34. Thread Safety of DPDK Functions
The DPDK is comprised of several libraries. Some of the functions in these libraries can be safely called from multiple threads simultaneously, while others cannot. This section allows the developer to take these issues into account when building their own application.
The run-time environment of the DPDK is typically a single thread per logical core. In some cases, it is not only multi-threaded, but multi-process. Typically, it is best to avoid sharing data structures between threads and/or processes where possible. Where this is not possible, then the execution blocks must access the data in a thread- safe manner. Mechanisms such as atomics or locking can be used that will allow execution blocks to operate serially. However, this can have an effect on the performance of the application.
34.1. Fast-Path APIs
Applications operating in the data plane are performance sensitive but certain functions within those libraries may not be safe to call from multiple threads simultaneously. The hash, LPM and mempool libraries and RX/TX in the PMD are examples of this.

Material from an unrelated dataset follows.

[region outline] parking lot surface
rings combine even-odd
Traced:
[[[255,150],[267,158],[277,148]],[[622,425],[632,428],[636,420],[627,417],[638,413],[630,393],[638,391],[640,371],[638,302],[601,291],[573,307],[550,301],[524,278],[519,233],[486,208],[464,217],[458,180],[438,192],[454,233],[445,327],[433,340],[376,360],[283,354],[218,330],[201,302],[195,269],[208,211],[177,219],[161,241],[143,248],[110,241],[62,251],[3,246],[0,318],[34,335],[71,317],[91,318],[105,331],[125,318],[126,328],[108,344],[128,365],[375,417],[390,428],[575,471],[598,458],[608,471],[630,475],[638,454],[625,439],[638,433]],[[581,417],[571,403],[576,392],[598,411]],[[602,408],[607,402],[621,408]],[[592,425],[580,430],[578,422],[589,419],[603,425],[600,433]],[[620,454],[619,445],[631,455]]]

The hash and LPM libraries are, by design, thread unsafe in order to maintain performance. However, if required the developer can add layers on top of these libraries to provide thread safety. Locking is not needed in all situations, and in both the hash and LPM libraries, lookups of values can be performed in parallel in multiple threads. Adding, removing or modifying values, however, cannot be done in multiple threads without using locking when a single hash or LPM table is accessed. Another alternative to locking would be to create multiple instances of these tables allowing each thread its own copy.
The RX and TX of the PMD are the most critical aspects of a DPDK application and it is recommended that no locking be used as it will impact performance. Note, however, that these functions can safely be used from multiple threads when each thread is performing I/O on a different NIC queue. If multiple threads are to use the same hardware queue on the same NIC port, then locking, or some other form of mutual exclusion, is necessary.
The ring library is based on a lockless ring-buffer algorithm that maintains its original design for thread safety. Moreover, it provides high performance for either multi- or single-consumer/producer enqueue/dequeue operations. The mempool library is based on the DPDK lockless ring library and therefore is also multi-thread safe.
34.2. Performance Insensitive API
Outside of the performance sensitive areas described in Section 25.1, the DPDK provides a thread-safe API for most other libraries. For example, malloc and memzone functions are safe for use in multi-threaded and multi-process environments.
The setup and configuration of the PMD is not performance sensitive, but is not thread safe either. It is possible that the multiple read/writes during PMD setup and configuration could be corrupted in a multi-thread environment. Since this is not performance sensitive, the developer can choose to add their own layer to provide thread-safe setup and configuration. It is expected that, in most applications, the initial configuration of the network ports would be done by a single thread at startup.
34.3. Library Initialization
It is recommended that DPDK libraries are initialized in the main thread at application startup rather than subsequently in the forwarding threads. However, the DPDK performs checks to ensure that libraries are only initialized once. If initialization is attempted more than once, an error is returned.
In the multi-process case, the configuration information of shared memory will only be initialized by the primary process. Thereafter, both primary and secondary processes can allocate/release any objects of memory that finally rely on rte_malloc or memzones.
34.4. Interrupt Thread
The DPDK works almost entirely in Linux user space in polling mode. For certain infrequent operations, such as receiving a PMD link status change notification, callbacks may be called in an additional thread outside the main DPDK processing threads. These function callbacks should avoid manipulating DPDK objects that are also managed by the normal DPDK threads, and if they need to do so, it is up to the application to provide the appropriate locking or mutual exclusion restrictions around those objects.